A simple scale works:

Score Meaning
0 No useful progress
1 Useful diagnosis or test, but no safe patch
2 Partial safe patch that reduces remaining work
3 Nearly acceptable patch with limited review fixes needed

Keep partial progress separate from acceptance. Otherwise, a team can talk itself into shipping almost-correct changes.

Stratify Results Before You Choose A Model Or Workflow

No single global number is enough. The MSR 2026 study warned that observational PR data can confound agent ability with task assignment. In plain terms: if one agent gets mostly documentation tasks and another gets feature work, the aggregate acceptance rate is not a fair comparison.

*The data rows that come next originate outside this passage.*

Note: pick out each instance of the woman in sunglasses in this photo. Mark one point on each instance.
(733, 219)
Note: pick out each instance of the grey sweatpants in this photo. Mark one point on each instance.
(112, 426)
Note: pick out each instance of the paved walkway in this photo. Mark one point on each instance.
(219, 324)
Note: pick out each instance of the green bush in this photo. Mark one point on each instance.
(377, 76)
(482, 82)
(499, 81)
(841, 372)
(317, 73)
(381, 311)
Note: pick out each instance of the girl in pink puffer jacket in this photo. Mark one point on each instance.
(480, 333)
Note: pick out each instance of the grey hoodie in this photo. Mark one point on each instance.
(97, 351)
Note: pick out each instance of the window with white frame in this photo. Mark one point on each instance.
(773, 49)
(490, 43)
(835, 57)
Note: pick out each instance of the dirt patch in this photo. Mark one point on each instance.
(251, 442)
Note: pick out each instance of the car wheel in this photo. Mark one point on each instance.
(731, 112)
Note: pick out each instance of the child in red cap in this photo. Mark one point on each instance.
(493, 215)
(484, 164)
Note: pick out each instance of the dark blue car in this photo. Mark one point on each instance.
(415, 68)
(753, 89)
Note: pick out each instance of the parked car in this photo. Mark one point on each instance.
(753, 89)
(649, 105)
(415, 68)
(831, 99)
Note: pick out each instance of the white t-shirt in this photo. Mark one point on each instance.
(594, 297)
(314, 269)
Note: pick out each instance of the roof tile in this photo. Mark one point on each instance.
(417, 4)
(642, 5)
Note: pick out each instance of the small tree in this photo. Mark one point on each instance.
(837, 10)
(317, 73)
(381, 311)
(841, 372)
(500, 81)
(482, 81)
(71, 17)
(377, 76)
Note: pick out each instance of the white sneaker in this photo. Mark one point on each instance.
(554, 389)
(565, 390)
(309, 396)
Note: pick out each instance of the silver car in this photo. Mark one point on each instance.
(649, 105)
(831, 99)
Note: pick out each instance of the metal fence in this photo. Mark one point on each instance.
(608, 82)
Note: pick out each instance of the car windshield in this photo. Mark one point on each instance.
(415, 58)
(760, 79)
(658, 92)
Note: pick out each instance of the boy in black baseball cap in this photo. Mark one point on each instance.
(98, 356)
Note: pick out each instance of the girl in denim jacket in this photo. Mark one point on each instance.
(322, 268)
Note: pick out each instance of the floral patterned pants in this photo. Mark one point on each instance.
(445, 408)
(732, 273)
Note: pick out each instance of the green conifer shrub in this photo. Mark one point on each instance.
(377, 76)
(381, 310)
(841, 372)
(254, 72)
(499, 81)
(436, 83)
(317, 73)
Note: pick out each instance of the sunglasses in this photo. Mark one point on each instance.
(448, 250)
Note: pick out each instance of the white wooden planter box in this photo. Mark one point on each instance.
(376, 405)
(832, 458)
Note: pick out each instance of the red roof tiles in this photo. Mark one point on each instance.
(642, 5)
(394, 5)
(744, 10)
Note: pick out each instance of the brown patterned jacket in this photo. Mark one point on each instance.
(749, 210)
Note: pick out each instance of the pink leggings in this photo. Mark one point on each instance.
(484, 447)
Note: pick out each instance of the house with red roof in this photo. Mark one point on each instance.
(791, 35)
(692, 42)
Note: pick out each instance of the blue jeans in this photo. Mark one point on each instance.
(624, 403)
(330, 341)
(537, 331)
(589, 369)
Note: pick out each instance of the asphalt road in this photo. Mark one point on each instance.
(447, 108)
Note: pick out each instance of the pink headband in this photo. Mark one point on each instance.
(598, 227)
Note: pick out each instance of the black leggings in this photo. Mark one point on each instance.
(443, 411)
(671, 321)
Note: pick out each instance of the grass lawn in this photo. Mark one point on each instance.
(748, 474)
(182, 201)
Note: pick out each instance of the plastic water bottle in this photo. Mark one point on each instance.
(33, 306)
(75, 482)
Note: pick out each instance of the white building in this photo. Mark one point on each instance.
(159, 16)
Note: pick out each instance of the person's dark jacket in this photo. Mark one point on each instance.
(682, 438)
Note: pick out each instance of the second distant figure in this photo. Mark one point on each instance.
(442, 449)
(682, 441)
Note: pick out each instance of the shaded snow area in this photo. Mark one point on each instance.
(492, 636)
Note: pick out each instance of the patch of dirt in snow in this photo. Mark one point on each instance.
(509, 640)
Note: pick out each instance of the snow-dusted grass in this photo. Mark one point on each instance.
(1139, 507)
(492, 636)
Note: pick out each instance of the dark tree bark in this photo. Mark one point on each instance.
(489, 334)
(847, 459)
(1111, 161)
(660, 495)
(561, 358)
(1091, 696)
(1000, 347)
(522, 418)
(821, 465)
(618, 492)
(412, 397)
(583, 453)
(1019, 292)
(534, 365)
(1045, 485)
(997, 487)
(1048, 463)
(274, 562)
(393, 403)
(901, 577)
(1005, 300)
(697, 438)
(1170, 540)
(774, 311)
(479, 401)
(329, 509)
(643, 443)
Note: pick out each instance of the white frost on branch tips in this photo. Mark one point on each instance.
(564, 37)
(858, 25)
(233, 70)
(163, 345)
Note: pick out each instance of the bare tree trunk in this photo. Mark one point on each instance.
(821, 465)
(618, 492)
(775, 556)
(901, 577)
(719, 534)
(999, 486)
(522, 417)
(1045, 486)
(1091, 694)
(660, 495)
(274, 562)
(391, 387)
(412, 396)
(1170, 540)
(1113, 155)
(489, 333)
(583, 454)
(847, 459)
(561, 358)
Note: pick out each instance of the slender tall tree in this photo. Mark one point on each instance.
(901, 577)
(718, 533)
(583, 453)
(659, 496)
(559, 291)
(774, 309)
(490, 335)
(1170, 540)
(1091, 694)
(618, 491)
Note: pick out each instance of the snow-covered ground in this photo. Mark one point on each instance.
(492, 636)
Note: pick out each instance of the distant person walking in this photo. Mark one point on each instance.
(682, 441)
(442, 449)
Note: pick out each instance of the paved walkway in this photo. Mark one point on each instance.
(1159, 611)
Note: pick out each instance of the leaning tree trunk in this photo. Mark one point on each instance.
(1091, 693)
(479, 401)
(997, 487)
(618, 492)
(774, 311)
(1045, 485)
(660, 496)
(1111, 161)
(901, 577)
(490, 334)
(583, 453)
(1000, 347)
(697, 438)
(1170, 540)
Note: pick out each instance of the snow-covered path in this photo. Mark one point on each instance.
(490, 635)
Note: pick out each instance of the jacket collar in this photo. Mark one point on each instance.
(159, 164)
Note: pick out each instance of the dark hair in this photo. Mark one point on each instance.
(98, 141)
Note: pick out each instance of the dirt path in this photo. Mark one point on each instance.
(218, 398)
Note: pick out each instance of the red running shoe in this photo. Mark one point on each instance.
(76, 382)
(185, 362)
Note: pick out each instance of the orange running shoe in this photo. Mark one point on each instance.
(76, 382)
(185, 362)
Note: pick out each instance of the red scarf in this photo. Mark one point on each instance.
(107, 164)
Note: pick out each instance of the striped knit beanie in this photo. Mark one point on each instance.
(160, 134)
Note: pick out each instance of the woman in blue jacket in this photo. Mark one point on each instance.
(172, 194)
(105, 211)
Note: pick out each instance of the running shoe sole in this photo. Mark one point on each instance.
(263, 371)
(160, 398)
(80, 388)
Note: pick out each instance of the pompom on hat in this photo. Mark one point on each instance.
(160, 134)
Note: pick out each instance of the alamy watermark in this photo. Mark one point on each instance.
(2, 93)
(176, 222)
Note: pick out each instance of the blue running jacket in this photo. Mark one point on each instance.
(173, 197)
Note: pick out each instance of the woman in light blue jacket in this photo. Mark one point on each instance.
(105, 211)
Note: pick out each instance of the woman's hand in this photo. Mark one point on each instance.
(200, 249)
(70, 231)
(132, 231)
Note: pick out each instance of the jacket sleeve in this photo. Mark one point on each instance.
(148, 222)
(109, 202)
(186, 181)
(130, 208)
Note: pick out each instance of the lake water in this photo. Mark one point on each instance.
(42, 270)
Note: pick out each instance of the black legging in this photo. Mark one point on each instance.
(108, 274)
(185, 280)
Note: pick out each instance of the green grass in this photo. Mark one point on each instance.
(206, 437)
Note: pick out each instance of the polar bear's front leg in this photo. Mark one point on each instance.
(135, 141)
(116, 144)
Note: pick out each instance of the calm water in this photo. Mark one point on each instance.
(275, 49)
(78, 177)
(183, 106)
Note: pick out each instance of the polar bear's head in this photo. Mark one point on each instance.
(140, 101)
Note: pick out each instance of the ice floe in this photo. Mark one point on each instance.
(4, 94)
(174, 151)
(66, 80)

Stratify every evaluation by at least these dimensions:

  • Task type: docs, tests, bug fix, feature, migration, refactor.
  • Risk level: low-risk internal change, customer-facing change, security-sensitive change.
  • Change size: files touched, lines changed, test count affected.
  • Repo area: owned service, shared library, legacy module, build system.
  • Language and framework: Python, TypeScript, Java, Go, mobile, infrastructure.
  • Interaction mode: autonomous, human-approved, interactive, shadow PR only.

This makes the decision more precise. You may find that an agent is ready for test generation and documentation, useful with approval for small bug fixes, and not ready for cross-service migrations.

A Practical Rollout Model

The rollout should move from comparable public evidence to private evidence, then to limited production use.

  1. Use public benchmarks as a first filter. SWE-Bench Pro, Terminal-Bench, ProjDevBench, and similar evals can identify credible systems and expose broad weaknesses.
  2. Run a private repo eval. Use historical tasks with known outcomes, representative tests, and a human review rubric.
  3. Require maintainer scoring. Count mergeability, rejection reasons, review time, and abstention quality.
  4. Run shadow PRs. Let the agent produce changes without merging them. Compare against human fixes where possible.
  5. Open a narrow pilot. Start with task classes where the scorecard shows clear value and low regression risk.
  6. Monitor after merge. Track CI failures, reverts, incidents, latency, cost per accepted task, and intervention rate over time.

The Scorecard To Use

For each agent or agent workflow, record the following:

Category Decision metric
Correctness Task resolve rate, pass-to-pass regression rate, CI pass rate
Review Maintainer acceptance rate, rejection reasons, review time
Economics Cost per accepted task, CI cost, rework cost
Speed Time to usable PR, median time to merge
Oversight Human intervention rate, clarification loops, takeovers
Reliability Reverts, incidents, flaky-test interactions, timeout rate
Process Plan quality, verification coverage, recovery behavior, abstention

The strongest adoption signal is not a single high score. It is a stable pattern: the agent solves the right task classes, maintainers accept the work, regressions stay low, cost is predictable, and human supervision falls instead of growing.

That is the practical standard for coding agent evaluation metrics. Public benchmarks tell you who deserves a closer look. Your own scorecard tells you who deserves repository access.